彼女がいる、それだけでいい。それだけが、今の俺にとって唯一確かなものだった。
「博士、明日もまた一緒に探しましょう!」
彼女の声は明るく、まるで何も心配することはないとでも言うかのようだった。
その無垢な瞳に映る俺は、果たしてどんな姿なんだろうか。
彼女にとって、俺は頼りになる存在なのだろうか?
そんな疑問が頭を過ぎる。
けれど、俺は答えを出すことができなかった。ただ頷くだけ。ヤミンの提案が、何かしらの希望を含んでいるように思えるからだ。
明日……そう、明日がある。何もかもが分からなくても、明日という時間がまだ残されている。
それだけで、今は充分だと自分に言い聞かせた。
「ああ……明日も、また……」
声が震えた。
まるで自分自身を納得させるように呟く俺を、ヤミンは優しい目で見ている。
その視線が、まるで俺を包み込むかのようで、心が少しだけ軽くなる。
「博士は疲れています。今日はもう休みましょう」
彼女の言葉に、俺は静かに頷いた。
確かに疲れている。
何もかもが曖昧で、何一つ明確な答えが出せないことがこんなにも疲れるものだとは思わなかった。

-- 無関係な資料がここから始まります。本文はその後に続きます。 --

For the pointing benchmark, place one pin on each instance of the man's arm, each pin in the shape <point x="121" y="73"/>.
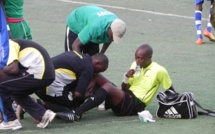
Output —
<point x="127" y="75"/>
<point x="105" y="47"/>
<point x="76" y="46"/>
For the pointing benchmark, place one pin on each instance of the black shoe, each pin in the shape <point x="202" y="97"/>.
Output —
<point x="69" y="116"/>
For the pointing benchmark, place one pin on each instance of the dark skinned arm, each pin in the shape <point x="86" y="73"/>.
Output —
<point x="127" y="75"/>
<point x="105" y="47"/>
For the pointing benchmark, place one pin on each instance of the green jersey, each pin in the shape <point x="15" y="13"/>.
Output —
<point x="14" y="8"/>
<point x="91" y="23"/>
<point x="145" y="85"/>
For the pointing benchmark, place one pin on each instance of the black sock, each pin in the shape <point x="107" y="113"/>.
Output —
<point x="96" y="99"/>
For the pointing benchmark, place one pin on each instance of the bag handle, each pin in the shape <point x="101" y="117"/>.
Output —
<point x="206" y="111"/>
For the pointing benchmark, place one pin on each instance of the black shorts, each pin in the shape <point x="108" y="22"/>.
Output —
<point x="90" y="48"/>
<point x="130" y="105"/>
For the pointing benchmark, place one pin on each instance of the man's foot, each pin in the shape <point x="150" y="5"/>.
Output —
<point x="11" y="125"/>
<point x="209" y="35"/>
<point x="199" y="41"/>
<point x="69" y="116"/>
<point x="46" y="119"/>
<point x="20" y="112"/>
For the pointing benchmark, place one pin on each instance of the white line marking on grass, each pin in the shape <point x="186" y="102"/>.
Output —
<point x="131" y="9"/>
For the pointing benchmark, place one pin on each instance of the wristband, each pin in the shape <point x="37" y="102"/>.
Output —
<point x="125" y="79"/>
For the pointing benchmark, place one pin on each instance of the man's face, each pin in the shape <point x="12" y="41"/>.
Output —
<point x="142" y="58"/>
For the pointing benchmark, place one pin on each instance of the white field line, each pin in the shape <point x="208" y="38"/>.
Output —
<point x="131" y="9"/>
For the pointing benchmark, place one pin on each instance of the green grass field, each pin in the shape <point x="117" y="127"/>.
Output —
<point x="169" y="27"/>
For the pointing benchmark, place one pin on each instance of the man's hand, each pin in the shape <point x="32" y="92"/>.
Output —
<point x="130" y="73"/>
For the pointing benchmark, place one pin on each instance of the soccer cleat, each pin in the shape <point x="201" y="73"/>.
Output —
<point x="199" y="41"/>
<point x="46" y="119"/>
<point x="69" y="116"/>
<point x="209" y="35"/>
<point x="11" y="125"/>
<point x="20" y="112"/>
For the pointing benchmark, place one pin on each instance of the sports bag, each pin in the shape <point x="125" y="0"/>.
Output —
<point x="175" y="105"/>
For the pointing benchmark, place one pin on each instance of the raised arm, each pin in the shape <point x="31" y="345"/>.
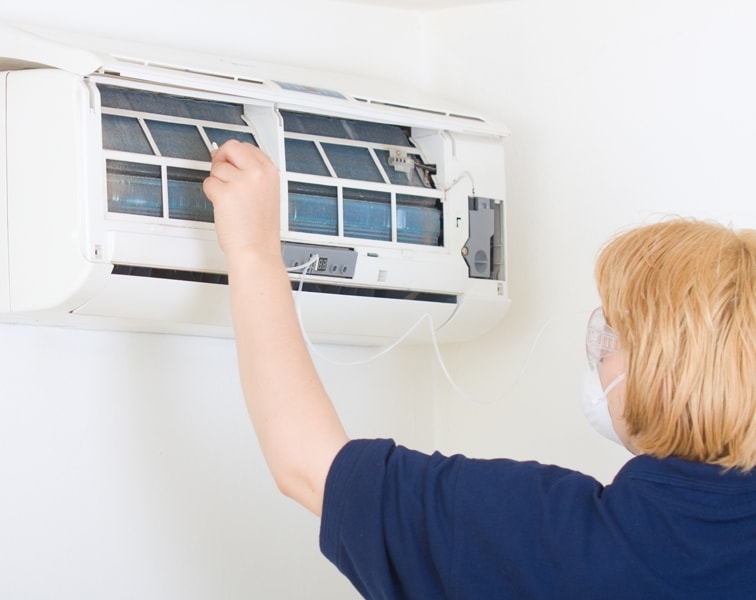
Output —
<point x="296" y="424"/>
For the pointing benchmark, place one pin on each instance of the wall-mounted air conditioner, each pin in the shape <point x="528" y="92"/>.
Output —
<point x="103" y="222"/>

けれど、ヤミンの存在が、少しだけその重荷を軽くしてくれる。
彼女に導かれるように、俺は横になった。ベッドに沈み込む感覚が、重い身体を支える。
ヤミンの目が、まだ俺を見守っている。彼女が傍にいてくれる。それだけが、今の俺にとっての拠り所だ。
瞼を閉じると、意識が徐々に遠のいていく。
まどろみの中で、俺はヤミンの微笑みを思い浮かべていた。
彼女の微笑みが、まるで優しく包み込むように俺を守ってくれる気がした。
――何か、大切なものを思い出せそうだ。
けれど、今はまだその時ではない。
ヤミンがいる限り、俺には時間がある。
そう信じて、俺は深い眠りの中へと落ちていった。
明日が来る。
そのことだけが、今は救いだった。